Case-based instructors

Gichoya

Judy W. Gichoya, MBChB

United States
Judy W. Gichoya, MBChB, is a multidisciplinary researcher, trained as both an informatician and a clinically active radiologist. She has been funded through the Grand Challenges Canada and the National Science Foundation’s (NSF) division of Electrical, Communications and Cyber Systems (ECCS). Dr. Gichoya focuses her career on validating machine learning (ML) models for health in real clinical settings and explores explainability and fairness with a specific focus on how algorithms fail.
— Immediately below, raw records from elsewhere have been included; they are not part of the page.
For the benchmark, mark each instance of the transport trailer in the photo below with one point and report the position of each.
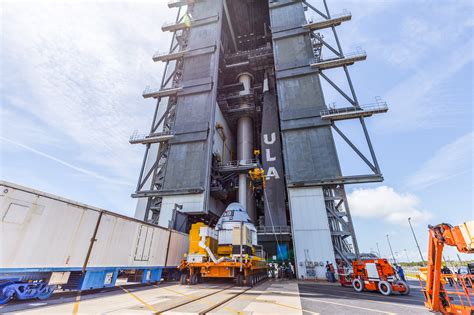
(51, 243)
(228, 251)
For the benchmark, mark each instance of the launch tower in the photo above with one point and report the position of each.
(242, 90)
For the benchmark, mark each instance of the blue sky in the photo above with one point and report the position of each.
(72, 73)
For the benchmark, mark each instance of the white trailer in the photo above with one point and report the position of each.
(48, 241)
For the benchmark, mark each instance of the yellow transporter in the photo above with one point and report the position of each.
(229, 251)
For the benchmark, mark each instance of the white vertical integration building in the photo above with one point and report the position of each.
(242, 90)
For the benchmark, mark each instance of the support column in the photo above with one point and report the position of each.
(245, 147)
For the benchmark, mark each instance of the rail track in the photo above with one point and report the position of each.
(209, 302)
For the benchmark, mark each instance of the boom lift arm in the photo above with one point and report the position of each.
(460, 236)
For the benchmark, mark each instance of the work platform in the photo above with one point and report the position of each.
(217, 297)
(346, 60)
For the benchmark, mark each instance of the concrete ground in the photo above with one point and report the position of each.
(270, 297)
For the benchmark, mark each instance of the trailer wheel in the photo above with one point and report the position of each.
(194, 279)
(405, 285)
(183, 278)
(385, 288)
(358, 285)
(46, 292)
(240, 280)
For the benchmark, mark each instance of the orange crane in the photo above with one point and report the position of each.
(438, 298)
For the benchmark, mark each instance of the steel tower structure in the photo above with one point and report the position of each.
(241, 89)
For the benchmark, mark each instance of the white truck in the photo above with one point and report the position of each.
(48, 242)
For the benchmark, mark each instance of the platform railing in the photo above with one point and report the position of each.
(344, 12)
(283, 229)
(136, 138)
(376, 107)
(237, 163)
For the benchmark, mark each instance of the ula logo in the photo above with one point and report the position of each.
(271, 172)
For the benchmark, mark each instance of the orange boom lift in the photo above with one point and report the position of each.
(438, 298)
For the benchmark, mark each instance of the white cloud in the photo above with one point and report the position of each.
(449, 161)
(64, 163)
(78, 69)
(385, 203)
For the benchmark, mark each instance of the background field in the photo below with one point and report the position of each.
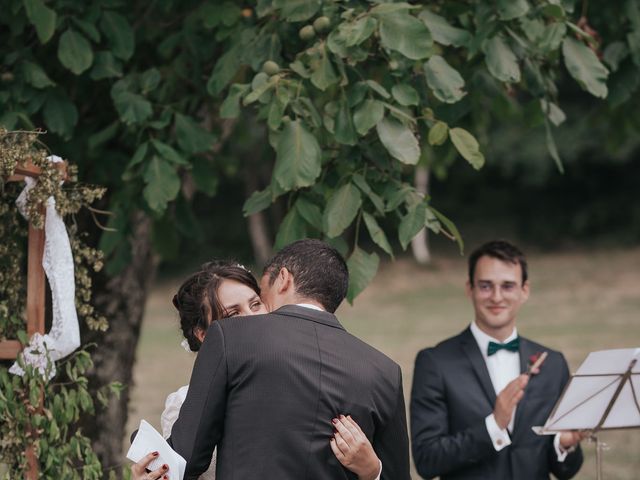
(581, 301)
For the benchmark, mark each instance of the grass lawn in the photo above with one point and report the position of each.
(580, 301)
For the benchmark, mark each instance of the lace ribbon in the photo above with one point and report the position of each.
(57, 261)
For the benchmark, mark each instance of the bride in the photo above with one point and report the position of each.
(226, 289)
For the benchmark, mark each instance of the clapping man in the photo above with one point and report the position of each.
(473, 402)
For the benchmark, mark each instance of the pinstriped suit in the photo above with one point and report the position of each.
(264, 389)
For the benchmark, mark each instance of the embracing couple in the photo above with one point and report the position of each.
(280, 390)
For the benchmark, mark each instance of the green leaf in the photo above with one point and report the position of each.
(105, 65)
(230, 108)
(412, 223)
(510, 9)
(362, 269)
(149, 80)
(368, 114)
(225, 69)
(342, 208)
(132, 108)
(467, 146)
(168, 153)
(297, 10)
(345, 132)
(163, 184)
(74, 52)
(584, 67)
(357, 32)
(405, 94)
(139, 155)
(501, 61)
(310, 212)
(377, 234)
(205, 175)
(88, 28)
(119, 33)
(379, 89)
(41, 17)
(192, 138)
(453, 230)
(362, 184)
(445, 81)
(35, 75)
(324, 75)
(390, 8)
(292, 228)
(406, 34)
(258, 201)
(298, 157)
(60, 115)
(102, 136)
(399, 140)
(438, 133)
(555, 114)
(442, 32)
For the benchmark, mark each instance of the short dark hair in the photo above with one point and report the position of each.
(197, 299)
(319, 271)
(501, 250)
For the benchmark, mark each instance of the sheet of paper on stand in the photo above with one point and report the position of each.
(603, 394)
(149, 440)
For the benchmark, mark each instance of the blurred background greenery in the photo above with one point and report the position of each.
(582, 299)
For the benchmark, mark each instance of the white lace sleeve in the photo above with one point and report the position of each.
(172, 409)
(172, 406)
(57, 261)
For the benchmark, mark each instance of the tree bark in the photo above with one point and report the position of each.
(420, 243)
(122, 300)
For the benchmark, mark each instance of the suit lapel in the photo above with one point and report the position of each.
(525, 351)
(472, 351)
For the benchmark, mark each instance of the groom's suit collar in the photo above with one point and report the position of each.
(470, 347)
(318, 316)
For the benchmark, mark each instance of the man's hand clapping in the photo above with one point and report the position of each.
(507, 400)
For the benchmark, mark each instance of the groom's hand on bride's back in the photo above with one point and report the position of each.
(353, 450)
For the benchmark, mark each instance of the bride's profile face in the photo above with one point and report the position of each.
(238, 299)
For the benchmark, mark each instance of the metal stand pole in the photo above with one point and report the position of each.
(599, 448)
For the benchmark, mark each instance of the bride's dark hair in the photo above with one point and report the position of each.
(197, 298)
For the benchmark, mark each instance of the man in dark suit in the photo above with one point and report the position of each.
(472, 402)
(265, 388)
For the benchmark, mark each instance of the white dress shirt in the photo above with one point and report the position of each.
(504, 367)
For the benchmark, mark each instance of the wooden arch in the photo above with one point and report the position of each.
(9, 349)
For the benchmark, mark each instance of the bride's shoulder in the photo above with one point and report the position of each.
(176, 397)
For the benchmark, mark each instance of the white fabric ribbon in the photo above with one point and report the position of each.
(57, 261)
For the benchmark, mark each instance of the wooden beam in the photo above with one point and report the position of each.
(35, 282)
(9, 349)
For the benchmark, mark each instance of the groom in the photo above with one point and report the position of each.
(265, 388)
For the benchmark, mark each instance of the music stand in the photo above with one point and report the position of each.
(602, 395)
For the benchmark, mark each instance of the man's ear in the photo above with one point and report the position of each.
(468, 288)
(285, 281)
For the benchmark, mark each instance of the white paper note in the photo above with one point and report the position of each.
(149, 440)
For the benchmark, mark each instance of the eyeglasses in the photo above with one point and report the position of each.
(487, 288)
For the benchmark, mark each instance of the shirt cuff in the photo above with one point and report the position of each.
(499, 436)
(380, 472)
(561, 452)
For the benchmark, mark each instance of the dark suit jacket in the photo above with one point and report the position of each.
(264, 389)
(451, 396)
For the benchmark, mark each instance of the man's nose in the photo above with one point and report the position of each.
(496, 293)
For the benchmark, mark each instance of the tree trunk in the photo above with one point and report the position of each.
(420, 243)
(122, 300)
(257, 223)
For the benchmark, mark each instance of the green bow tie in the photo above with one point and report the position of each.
(512, 346)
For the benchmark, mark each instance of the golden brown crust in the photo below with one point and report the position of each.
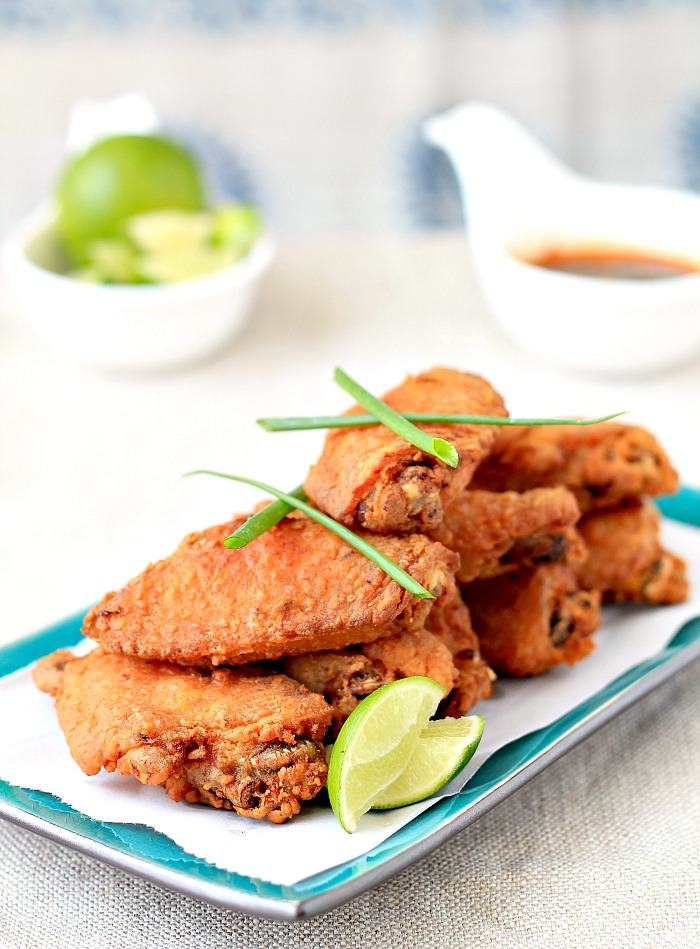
(602, 464)
(495, 531)
(297, 588)
(626, 560)
(450, 621)
(244, 739)
(530, 620)
(373, 478)
(345, 677)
She has worked on the curation of datasets for the SIIM hackathon and ML committee. She volunteers on the ACR and RSNA machine learning committees to support the AI ecosystem and advance development and use of AI in medicine. Dr. Gichoya is currently working on the sociotechnical context for AI explainability for radiology, with an emphasis on the dimensions of human factors that govern user perceptions and preferences of Explainable Artificial Intelligence (XAI) systems.

Felipe

Felipe Campos Kitamura, MD

Brazil
Felipe Kitamura, MD, head of AI at Dasa, is also a neuroradiologist and an MSc and PhD candidate in the department of diagnostic imaging at Universidade Federal de São Paulo (UNIFESP). Dr. Kitamura is also a Radiology in Training deputy editor of the Radiology journal and is co-chair of the ML Education Subcommittee at SIIM and has won gold medals in the RSNA and SIIM ML Challenges.

Sharma

Nisha Sharma, MBChB

United Kingdom
Nisha Sharma, MBChB, is the director of the breast screening program at Leeds Teaching Hospitals in the United Kingdom. She is a radiologist consultant who specializes in breast imaging and is active in research and audits with a particular interest in the role of AI within breast imaging.